Zodra Melanie weer terug is, vraag ik haar of ze een paar minuten voor me heeft. Lorna mag Joshua dan in haar zak hebben, ik heb de hoop dat Melanie iets rationeler is.
‘Ik vroeg me af,’ zeg ik als ze de deur dicht heeft gedaan, hoewel ik er niet aan twijfel dat Lorna hoe dan ook meeluistert, ‘hoe moet dat eigenlijk met dingen als de telefoon tijdens de lunch?’ Ik heb al besloten dat ik me niet verlaag tot Lorna’s niveau en dat ik dus niet ga klikken. Geen ‘zij zei dit’ of ‘zij zei dat’.
‘Nou, kan dat niet gewoon blijven zoals altijd?’ zegt Melanie, die duidelijk niet erg geïnteresseerd is in dit gesprek.
‘Eh…’ zeg ik. ‘Geweldig. Oké, als jij denkt dat het zo moet.’
‘Mooi,’ zegt ze, en ze rommelt door de papieren op haar bureau.
‘Denk je… enfin, zou je dat misschien ook tegen Lorna willen zeggen, binnenkort? Dan weten we allemaal waar we aan toe zijn.’
‘Prima,’ zegt ze, en ik wil verder niet aandringen, dus ik laat het hierbij.
Dan heeft met Alex en Lorna afgesproken in de pub, maar ik heb het perfecte excuus om niet mee te hoeven, aangezien ik had beloofd om met Zoe en William naar Isabel te gaan. En dat valt natuurlijk niet te combineren. Isabel is kennelijk nog niet thuis, en dus laat ik mezelf binnen en geef ik de kinderen in haar keuken iets te drinken. Het is een schitterend huis, Victoriaans, met alle originele kenmerken die je maar kunt verzinnen, uiteraard gekocht op Isabels salaris aangezien Alex geen inkomen heeft, hoewel ik zeker aanneem dat hij de aanbetaling heeft gedaan van de niet onaanzienlijke bonussen die hij in zijn bankierstijd heeft opgestreken. Het voelt alleen alsof het huis wat weinig liefde heeft gehad; het voelt niet meer als een thuis.

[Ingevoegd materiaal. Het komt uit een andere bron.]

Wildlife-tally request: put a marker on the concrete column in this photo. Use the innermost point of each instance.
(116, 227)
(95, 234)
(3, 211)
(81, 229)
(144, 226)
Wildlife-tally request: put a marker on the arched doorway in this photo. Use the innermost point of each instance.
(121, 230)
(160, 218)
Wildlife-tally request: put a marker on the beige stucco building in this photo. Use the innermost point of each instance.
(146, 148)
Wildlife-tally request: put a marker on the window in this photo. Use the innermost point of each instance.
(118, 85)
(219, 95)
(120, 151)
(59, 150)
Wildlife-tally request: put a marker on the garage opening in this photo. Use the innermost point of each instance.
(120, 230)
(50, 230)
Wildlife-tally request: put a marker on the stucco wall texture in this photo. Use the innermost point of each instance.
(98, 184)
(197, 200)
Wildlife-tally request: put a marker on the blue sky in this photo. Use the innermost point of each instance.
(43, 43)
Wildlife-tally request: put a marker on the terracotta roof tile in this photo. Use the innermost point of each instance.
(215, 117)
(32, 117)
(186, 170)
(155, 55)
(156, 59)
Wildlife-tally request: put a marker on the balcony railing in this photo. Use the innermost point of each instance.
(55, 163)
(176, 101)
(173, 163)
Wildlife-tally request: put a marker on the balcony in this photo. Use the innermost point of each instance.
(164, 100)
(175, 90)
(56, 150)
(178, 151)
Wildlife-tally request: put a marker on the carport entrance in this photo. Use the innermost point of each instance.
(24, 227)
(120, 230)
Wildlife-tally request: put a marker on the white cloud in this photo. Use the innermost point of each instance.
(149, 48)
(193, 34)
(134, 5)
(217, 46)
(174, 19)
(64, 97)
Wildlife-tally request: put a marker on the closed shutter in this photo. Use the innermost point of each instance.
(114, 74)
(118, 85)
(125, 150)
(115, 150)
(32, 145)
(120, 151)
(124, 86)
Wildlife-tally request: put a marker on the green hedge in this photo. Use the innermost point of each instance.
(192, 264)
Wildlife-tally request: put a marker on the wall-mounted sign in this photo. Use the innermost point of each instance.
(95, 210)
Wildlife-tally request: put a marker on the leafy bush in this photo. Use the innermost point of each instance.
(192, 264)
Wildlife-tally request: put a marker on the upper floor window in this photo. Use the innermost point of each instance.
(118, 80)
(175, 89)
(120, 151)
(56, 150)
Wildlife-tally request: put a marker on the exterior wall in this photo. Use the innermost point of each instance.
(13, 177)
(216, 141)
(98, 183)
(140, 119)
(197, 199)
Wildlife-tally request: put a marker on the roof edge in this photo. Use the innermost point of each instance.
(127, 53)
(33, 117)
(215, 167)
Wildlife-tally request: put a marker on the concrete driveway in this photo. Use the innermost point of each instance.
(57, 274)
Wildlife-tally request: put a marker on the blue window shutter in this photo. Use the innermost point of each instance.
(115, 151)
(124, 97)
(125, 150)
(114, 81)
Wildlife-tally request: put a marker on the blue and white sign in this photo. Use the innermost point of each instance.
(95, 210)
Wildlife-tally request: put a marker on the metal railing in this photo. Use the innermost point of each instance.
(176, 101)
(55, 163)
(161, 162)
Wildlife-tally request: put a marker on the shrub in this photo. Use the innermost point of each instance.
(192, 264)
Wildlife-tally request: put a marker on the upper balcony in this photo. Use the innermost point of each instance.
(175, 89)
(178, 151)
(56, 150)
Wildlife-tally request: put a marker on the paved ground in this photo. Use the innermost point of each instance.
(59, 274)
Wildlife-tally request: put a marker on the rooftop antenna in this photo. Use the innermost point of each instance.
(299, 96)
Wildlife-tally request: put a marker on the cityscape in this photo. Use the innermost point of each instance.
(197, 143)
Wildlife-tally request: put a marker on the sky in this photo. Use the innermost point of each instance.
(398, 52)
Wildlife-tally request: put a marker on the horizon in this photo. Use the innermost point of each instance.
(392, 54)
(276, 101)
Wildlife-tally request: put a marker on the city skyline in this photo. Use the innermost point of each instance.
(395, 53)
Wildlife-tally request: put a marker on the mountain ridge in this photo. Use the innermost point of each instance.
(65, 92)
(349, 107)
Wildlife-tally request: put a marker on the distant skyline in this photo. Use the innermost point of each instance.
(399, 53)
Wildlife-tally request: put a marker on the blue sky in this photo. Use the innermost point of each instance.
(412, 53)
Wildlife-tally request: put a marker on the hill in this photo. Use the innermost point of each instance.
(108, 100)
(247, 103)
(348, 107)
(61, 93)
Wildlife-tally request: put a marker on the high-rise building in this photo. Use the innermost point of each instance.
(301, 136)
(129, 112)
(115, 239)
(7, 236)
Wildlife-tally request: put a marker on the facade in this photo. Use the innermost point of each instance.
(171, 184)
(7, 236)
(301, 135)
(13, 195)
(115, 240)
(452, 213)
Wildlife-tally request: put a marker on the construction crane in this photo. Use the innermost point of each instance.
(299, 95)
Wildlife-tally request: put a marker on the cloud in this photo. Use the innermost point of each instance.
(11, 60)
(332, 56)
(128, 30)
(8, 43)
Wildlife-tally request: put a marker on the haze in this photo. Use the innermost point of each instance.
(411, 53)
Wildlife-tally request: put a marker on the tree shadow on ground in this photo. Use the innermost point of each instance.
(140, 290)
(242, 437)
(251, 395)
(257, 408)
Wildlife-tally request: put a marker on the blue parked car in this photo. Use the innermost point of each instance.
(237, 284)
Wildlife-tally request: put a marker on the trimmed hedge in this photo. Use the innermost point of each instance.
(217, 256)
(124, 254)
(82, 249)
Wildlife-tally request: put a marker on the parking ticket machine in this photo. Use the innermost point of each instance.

Ongelofelijk wat de aanwezigheid van één iemand kan doen. Dat het leven uit een huis kan verdwijnen als die iemand weggaat. Anders rook het hier altijd naar versgebakken brood, en naar geurkaarsen van Diptyque en al die andere kleine dingetjes die Isabel altijd deed om het gezellig te maken. Ik denk dat ze er tegenwoordig gewoon geen fut voor heeft.
Ik hoor haar sleutel in het slot. De tweeling komt binnenstormen en ze zijn totaal niet verbaasd om ons al van drankjes voorzien in hun keuken aan te treffen. Ze zijn nooit anders gewend geweest.
‘Sorry dat ik zo laat ben,’ zegt Isabel als de kinderen naar de kamer van de tweeling zijn vertrokken. ‘Hij had ze mee naar het zwembad genomen.’